Train a neural network evaluation

Fabio Gobbato · Post by **Fabio Gobbato** » Tue Sep 01, 2020 2:25 pm

I'm implementing a neural network that should replace the evaluation of my engine.
I've made a dataset of 200M fens with associated the score of a 4 depth search of my engine.
For the optimization algorithm I have used Adagrad and Gradient descent, the loss function is the sum squared error.
I have trained the net with these methods and I've always get a big error.
The net trained in this way gives a mean error of 200cp that is very high.
How can I improve the training?
I have tried to shuffle the positions in different iterations but it gives a very little improvement. Adagrad compared to a simple Gradient descent gives similar results.
Do you have any suggestion to lower the error of the neural network?

brianr · Post by **brianr** » Tue Sep 01, 2020 3:21 pm

More information about the network architecture and hyper-parameters (learning rate, etc) might provide some clues.

Just a quick stab, but depth 4 does not seem very deep relative to what the SF-NNUE Discord posts talk about.
It might not be enough improvement from your current eval.

Kieren Pearson · Post by **Kieren Pearson** » Tue Sep 01, 2020 3:56 pm

I’m currently doing the same thing so here’s a few pointers.

First, use someone else’s dataset before using your own. It’s just another thing that can go wrong and actually getting quiet positions that are good for training is a pretty complex problem. I recommend the zurichess set with 725K positions. I used it successfully to do texel tuning and it’s working well to train nets ATM to I know that set works.

If adagrad and gradient descent are giving really similar results, start with GD until you start getting good results. No need to overcomplicate until you’re sure the training code is big free.

Are you using a sigmoid transformation (look up texel if your unfamiliar)? I think it’s probably better because the error isn’t dominated by extreme values.

Most likely though the issue is the training data being used. As mentioned a depth of 4 may not be high enough. I would try fewer positions and go for a deeper search. Unless your network is quite large / deep I would start simple with way less positions.

jstanback · Post by **jstanback** » Tue Sep 01, 2020 5:22 pm

I am also trying to implement a NN eval for Wasp. I have an EPD file of about 30M positions from Wasp vs other engines with depth ~15 scores and game result. I randomly choose positions from this file and then do a 25 ply "playout" where only one move is randomly chosen and played. At each position I back-propogate the error between the standard Wasp eval and the NN eval to tweak the weights. I think the crazy random positions are necessary since the NN will need to train the weights for things like a WN on a8 which will rarely happen in a real game. After I train the NN with about 500M of these random positions it seems to help a bit to train with maybe 20-50M of the real game positions using a lower LR. I'm using a sigmoid activation and back-propogate the error as per a tutorial I found. I don't know what learn-rate is typical, but I've mostly been using a learn rate of about 5e-4 for the random positions and 1e-4 for the real positions.

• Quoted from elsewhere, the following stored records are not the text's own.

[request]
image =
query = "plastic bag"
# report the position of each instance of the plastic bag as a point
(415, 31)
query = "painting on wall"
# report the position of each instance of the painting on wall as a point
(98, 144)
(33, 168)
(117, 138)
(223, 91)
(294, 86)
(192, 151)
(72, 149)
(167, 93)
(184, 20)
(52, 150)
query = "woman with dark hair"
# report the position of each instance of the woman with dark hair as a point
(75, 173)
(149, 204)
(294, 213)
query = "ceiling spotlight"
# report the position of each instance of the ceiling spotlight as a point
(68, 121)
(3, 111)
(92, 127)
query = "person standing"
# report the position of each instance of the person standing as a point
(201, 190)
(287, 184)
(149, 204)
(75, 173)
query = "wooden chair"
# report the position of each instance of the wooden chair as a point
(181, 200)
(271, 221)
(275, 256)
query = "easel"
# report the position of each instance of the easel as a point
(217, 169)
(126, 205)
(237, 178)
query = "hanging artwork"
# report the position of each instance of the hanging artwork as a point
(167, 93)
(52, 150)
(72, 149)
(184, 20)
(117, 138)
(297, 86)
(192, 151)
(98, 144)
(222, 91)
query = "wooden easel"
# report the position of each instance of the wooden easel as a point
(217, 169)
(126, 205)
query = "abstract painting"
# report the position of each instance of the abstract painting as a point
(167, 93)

My simple NN of two layers with 4 and 2 nodes seems to be stuck at a bit over 100 Elo worse that the normal Wasp eval. The inputs to this NN are similar to the features that are in the normal Wasp eval (ie PST's, mobility counts, count of attacks near king, passed pawns on rank N than can/cannot advance), so it seems like it should be able to match the strength of Wasp. It trains really fast, maybe 500K positions/sec, so it takes only about 20 minutes to train a NN from scratch, MUCH faster than my terribly slow code for doing Texel tuning. For some reason it doesn't help at all to increase the network size. It's been a lot of fun to experiment with, but I don't know how much more progress I'll make. It would be nice to find a way to train with something other than the normal Wasp eval as the target.

John

Fabio Gobbato · Post by **Fabio Gobbato** » Tue Sep 01, 2020 6:00 pm

brianr wrote: ↑Tue Sep 01, 2020 3:21 pm More information about the network architecture and hyper-parameters (learning rate, etc) might provide some clues.

Just a quick stab, but depth 4 does not seem very deep relative to what the SF-NNUE Discord posts talk about.
It might not be enough improvement from your current eval.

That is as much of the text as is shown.